Bit parsing class

Al

unread,

Nov 9, 2009, 3:04:19 PM11/9/09

to

We have a utility class that is used to parse octet buffers on a bit
by bit basis. You initialize the parser object to point at a buffer
and then you call methods such as x = getBits(5); and it will return
the next 5 bits into x and internally keep track of the bit position
where you left off so next time you call you get the very next
bits....

What makes the most sense in designing this utility when it comes to
bit order?

Lets say the memory is laid out as such...
0xab (address 10)
0xcd (address 11)
0xef (address 12)

A) Should the very first call to the bit parser start from bit 0 of
address 10 and iterate to the left? or ...
B) Should the very first call start at bit 7 of address 10 and iterate
to the right?

Solution A seems intuitive because bit 0 of address 10 is returned
first but Solution B returns numerical quantities that span multiple
bytes in network byte order.

What is the most intuitive way to do this so it makes the most sense
to someone using this utility?

Hypothetically if this were a supported standard iostream class what
do you think they would implement?

--
[ See http://www.gotw.ca/resources/clcm.htm for info about ]
[ comp.lang.c++.moderated. First time posters: Do this! ]

Neil Butterworth

unread,

Nov 9, 2009, 4:59:38 PM11/9/09

to

Al wrote:

> We have a utility class that is used to parse octet buffers on a bit
> by bit basis. You initialize the parser object to point at a buffer
> and then you call methods such as x = getBits(5); and it will return
> the next 5 bits into x and internally keep track of the bit position
> where you left off so next time you call you get the very next
> bits....
>
> What makes the most sense in designing this utility when it comes to
> bit order?

I don't think the interface makes much sense. It's bound to be
enormously inefficient, in an area (bit-twiddling) when if you need to
use it all you really need efficiency. In these cases, the normal
bitwise operators, explicitly using masks and shifts seem to make more
sense. This is probably why the standard library provides nothing other
than the bitset template class.

>
> Lets say the memory is laid out as such...
> 0xab (address 10)
> 0xcd (address 11)
> 0xef (address 12)
>
> A) Should the very first call to the bit parser start from bit 0 of
> address 10 and iterate to the left? or ...
> B) Should the very first call start at bit 7 of address 10 and iterate
> to the right?

What does your application require? You do have an application that
needs this functionality, don't you?
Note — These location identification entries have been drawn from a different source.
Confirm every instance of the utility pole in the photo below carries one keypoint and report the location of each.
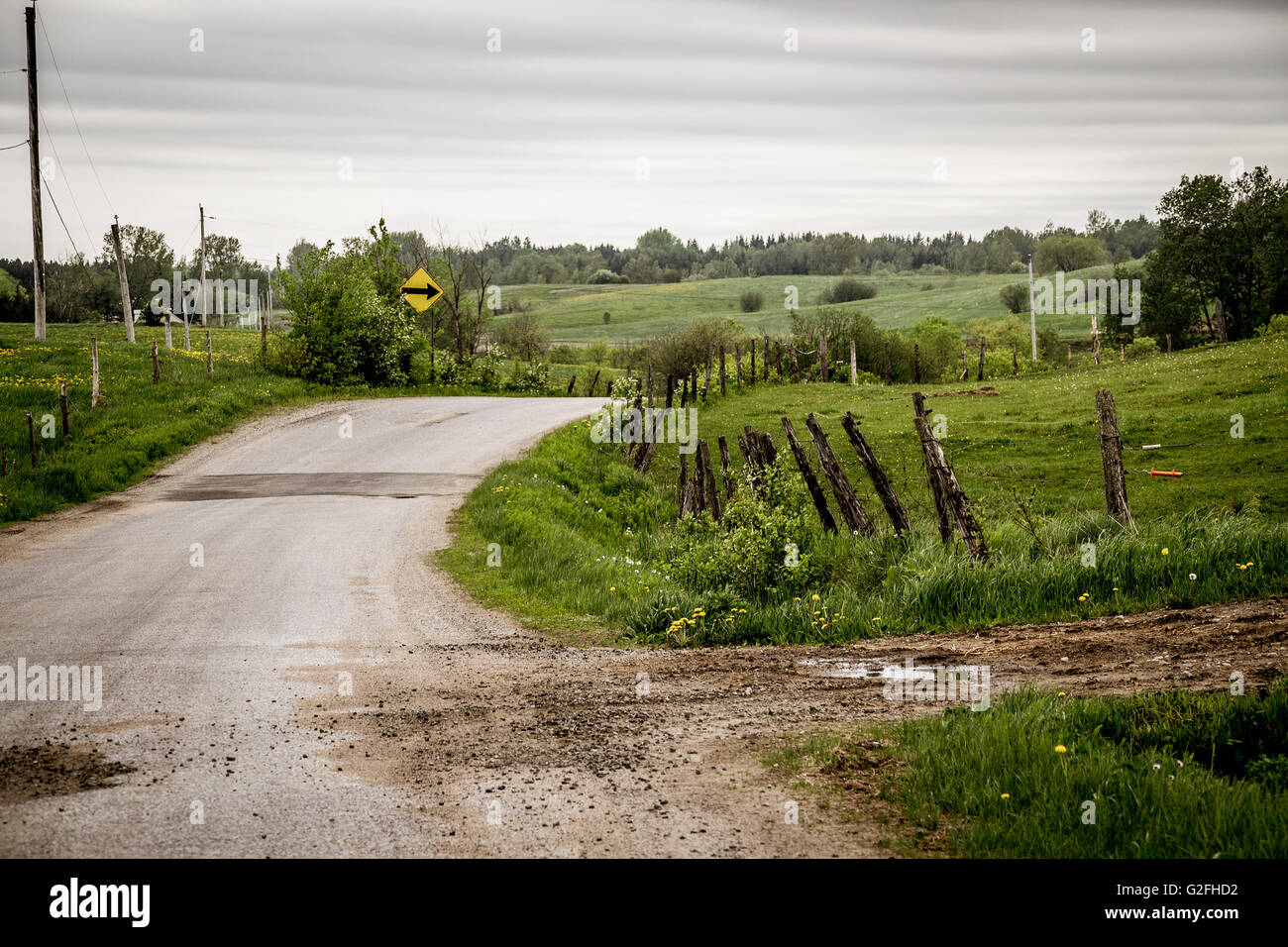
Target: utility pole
(1033, 318)
(202, 210)
(127, 308)
(38, 228)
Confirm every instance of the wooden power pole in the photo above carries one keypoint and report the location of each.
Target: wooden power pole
(204, 298)
(127, 308)
(38, 228)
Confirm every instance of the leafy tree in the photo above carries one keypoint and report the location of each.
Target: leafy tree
(1067, 252)
(147, 258)
(1222, 241)
(344, 328)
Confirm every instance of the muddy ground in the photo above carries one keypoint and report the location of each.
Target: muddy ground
(526, 748)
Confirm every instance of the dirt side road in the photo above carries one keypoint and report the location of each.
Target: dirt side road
(314, 688)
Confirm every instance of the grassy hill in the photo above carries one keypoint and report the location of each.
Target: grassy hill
(576, 313)
(590, 544)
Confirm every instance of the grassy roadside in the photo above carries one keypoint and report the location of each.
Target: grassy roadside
(140, 425)
(1039, 775)
(588, 543)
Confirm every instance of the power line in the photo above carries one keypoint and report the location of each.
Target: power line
(51, 192)
(59, 73)
(67, 182)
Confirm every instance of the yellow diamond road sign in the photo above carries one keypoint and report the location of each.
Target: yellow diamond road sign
(420, 290)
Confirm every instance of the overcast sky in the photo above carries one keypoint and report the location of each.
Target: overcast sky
(596, 121)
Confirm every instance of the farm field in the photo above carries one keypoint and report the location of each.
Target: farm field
(576, 313)
(140, 424)
(1025, 453)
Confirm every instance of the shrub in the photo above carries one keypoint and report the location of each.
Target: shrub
(1144, 347)
(848, 290)
(1016, 298)
(1276, 326)
(751, 300)
(344, 330)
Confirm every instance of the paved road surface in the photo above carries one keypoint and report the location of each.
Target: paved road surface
(303, 535)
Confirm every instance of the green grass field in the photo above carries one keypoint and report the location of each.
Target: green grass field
(590, 544)
(138, 425)
(1039, 775)
(576, 313)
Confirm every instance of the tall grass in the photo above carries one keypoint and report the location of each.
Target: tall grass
(1141, 768)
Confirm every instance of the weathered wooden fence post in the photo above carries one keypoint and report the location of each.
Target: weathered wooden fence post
(815, 491)
(684, 484)
(724, 467)
(93, 357)
(708, 479)
(953, 496)
(846, 500)
(876, 474)
(31, 438)
(936, 491)
(1112, 457)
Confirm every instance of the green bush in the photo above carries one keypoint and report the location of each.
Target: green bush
(1016, 298)
(848, 290)
(348, 325)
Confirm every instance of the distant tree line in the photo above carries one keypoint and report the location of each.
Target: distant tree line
(658, 256)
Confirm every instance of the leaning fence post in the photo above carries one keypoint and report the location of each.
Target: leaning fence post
(846, 500)
(31, 438)
(724, 467)
(953, 495)
(880, 482)
(93, 359)
(1112, 457)
(815, 491)
(936, 491)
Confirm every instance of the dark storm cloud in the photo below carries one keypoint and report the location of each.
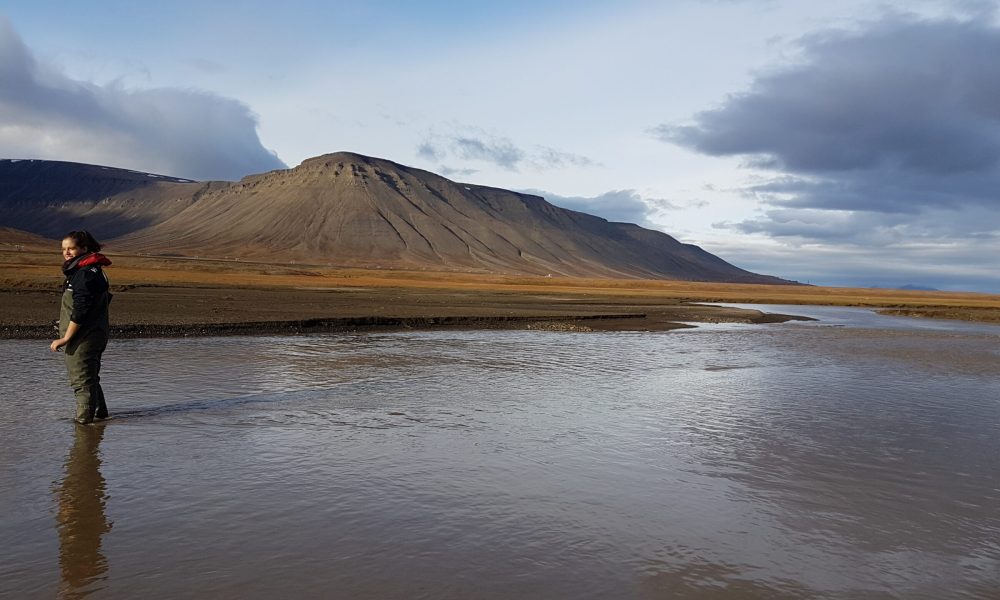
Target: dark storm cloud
(623, 206)
(477, 146)
(185, 133)
(880, 154)
(899, 106)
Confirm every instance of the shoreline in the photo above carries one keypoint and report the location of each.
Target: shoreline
(157, 297)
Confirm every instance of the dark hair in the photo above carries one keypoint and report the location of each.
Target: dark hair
(84, 240)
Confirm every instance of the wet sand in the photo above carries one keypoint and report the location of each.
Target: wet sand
(156, 296)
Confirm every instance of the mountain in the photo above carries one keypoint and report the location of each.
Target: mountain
(51, 198)
(349, 210)
(15, 239)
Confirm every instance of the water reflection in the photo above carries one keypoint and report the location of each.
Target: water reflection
(81, 519)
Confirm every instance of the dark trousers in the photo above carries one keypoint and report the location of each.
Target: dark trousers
(83, 363)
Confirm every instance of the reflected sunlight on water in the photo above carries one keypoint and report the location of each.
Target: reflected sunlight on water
(803, 460)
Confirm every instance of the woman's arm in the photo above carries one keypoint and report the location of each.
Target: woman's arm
(70, 332)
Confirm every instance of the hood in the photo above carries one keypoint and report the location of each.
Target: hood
(94, 258)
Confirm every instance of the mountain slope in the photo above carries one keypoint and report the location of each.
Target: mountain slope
(346, 209)
(50, 198)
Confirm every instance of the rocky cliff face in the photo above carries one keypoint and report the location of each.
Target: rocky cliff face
(350, 210)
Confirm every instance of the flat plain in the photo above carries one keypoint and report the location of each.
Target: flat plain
(157, 295)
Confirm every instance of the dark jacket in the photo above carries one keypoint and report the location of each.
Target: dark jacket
(85, 294)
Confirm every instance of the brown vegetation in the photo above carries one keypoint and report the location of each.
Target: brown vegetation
(162, 293)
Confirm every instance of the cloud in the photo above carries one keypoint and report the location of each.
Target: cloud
(475, 145)
(879, 138)
(915, 100)
(623, 206)
(184, 133)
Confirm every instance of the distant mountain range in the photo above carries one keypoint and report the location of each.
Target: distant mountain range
(344, 209)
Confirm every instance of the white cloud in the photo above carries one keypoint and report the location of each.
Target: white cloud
(184, 133)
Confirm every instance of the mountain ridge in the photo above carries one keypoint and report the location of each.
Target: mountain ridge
(347, 209)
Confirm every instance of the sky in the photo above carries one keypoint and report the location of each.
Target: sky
(855, 144)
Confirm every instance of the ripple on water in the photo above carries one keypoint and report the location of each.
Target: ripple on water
(726, 462)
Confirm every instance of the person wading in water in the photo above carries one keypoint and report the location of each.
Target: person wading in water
(83, 322)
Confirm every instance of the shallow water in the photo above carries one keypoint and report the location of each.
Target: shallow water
(853, 457)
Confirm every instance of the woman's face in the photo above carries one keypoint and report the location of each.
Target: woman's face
(70, 249)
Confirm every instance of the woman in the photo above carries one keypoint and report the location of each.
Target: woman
(83, 322)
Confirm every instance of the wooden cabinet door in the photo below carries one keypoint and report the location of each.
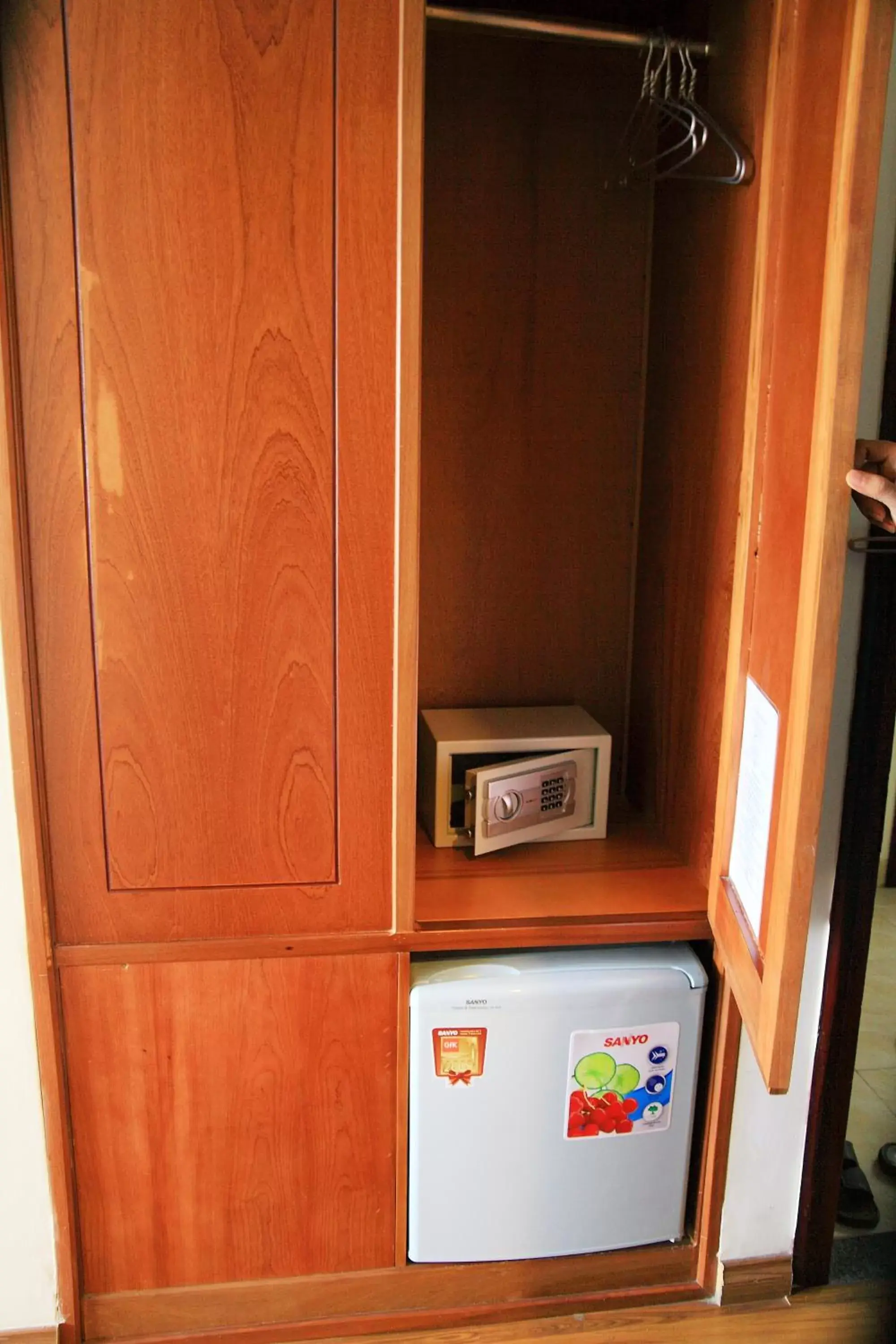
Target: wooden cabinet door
(233, 1120)
(817, 181)
(209, 428)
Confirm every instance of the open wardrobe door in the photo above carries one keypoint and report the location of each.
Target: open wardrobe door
(817, 182)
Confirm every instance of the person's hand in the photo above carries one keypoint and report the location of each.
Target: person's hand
(874, 483)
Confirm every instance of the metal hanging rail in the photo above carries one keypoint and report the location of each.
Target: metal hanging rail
(558, 29)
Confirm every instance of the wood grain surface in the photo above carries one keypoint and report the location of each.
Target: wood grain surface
(534, 289)
(409, 465)
(433, 1292)
(862, 1314)
(38, 31)
(765, 1279)
(233, 1120)
(698, 378)
(206, 714)
(206, 288)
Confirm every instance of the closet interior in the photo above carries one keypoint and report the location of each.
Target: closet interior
(585, 359)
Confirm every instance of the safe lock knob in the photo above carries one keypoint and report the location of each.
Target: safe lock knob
(507, 806)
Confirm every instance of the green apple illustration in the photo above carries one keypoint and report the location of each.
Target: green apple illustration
(594, 1072)
(625, 1080)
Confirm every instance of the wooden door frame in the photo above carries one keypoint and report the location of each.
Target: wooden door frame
(21, 695)
(871, 738)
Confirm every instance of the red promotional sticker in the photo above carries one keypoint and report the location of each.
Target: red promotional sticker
(460, 1053)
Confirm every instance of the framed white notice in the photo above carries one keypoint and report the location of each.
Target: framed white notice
(753, 811)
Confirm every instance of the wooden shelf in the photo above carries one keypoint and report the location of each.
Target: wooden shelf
(630, 886)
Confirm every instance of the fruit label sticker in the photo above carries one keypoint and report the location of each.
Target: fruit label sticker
(460, 1053)
(621, 1081)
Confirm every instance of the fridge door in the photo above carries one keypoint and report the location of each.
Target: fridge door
(503, 1166)
(523, 800)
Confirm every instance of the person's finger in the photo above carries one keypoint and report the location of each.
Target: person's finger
(880, 451)
(880, 492)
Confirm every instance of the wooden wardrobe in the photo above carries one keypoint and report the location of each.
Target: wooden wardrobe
(342, 378)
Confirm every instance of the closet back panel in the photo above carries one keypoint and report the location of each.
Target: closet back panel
(695, 424)
(534, 330)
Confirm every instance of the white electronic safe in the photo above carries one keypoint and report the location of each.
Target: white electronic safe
(492, 779)
(551, 1101)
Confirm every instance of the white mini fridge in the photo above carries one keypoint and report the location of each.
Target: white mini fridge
(551, 1101)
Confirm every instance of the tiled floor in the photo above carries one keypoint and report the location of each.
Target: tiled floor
(872, 1109)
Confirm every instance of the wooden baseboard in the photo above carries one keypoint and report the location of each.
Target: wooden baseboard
(412, 1297)
(757, 1280)
(45, 1335)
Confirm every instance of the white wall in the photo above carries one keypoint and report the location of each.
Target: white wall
(769, 1135)
(27, 1254)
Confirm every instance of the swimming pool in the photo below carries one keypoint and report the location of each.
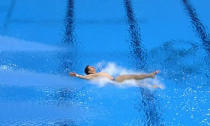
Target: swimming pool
(41, 41)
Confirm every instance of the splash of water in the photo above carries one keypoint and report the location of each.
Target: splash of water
(115, 70)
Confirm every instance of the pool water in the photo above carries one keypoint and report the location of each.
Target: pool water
(41, 41)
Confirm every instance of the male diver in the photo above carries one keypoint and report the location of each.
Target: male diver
(92, 74)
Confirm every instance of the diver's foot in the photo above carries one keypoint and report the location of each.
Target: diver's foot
(155, 73)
If not, why are you providing it?

> Solution A seems intuitive because bit 0 of address 10 is returned
> first but Solution B returns numerical quantities that span multiple
> bytes in network byte order.
>
> What is the most intuitive way to do this so it makes the most sense
> to someone using this utility?

Nothing, I repeat nothing, in programming is intuitive And this must be
true in spades for bitwise operations, where bit order is really a
matter of momentary convenience.

> Hypothetically if this were a supported standard iostream class what
> do you think they would implement?

iostreams are pretty resolutely character oriented - I can't imagine
them implementing a bitwise interface.

Neil Butterworth

Seungbeom Kim

unread,

Nov 9, 2009, 4:56:36 PM11/9/09

to

Al wrote:
> We have a utility class that is used to parse octet buffers on a bit
> by bit basis. You initialize the parser object to point at a buffer
> and then you call methods such as x = getBits(5); and it will return
> the next 5 bits into x and internally keep track of the bit position
> where you left off so next time you call you get the very next
> bits....
>
> What makes the most sense in designing this utility when it comes to
> bit order?
>
> Lets say the memory is laid out as such...
> 0xab (address 10)
> 0xcd (address 11)
> 0xef (address 12)
>
> A) Should the very first call to the bit parser start from bit 0 of
> address 10 and iterate to the left? or ...
> B) Should the very first call start at bit 7 of address 10 and iterate
> to the right?
>
> Solution A seems intuitive because bit 0 of address 10 is returned
> first but Solution B returns numerical quantities that span multiple
> bytes in network byte order.
>
> What is the most intuitive way to do this so it makes the most sense
> to someone using this utility?
>
> Hypothetically if this were a supported standard iostream class what
> do you think they would implement?

I don't think there's one right way, especially when you consider
both of big-endian and little-endian environments.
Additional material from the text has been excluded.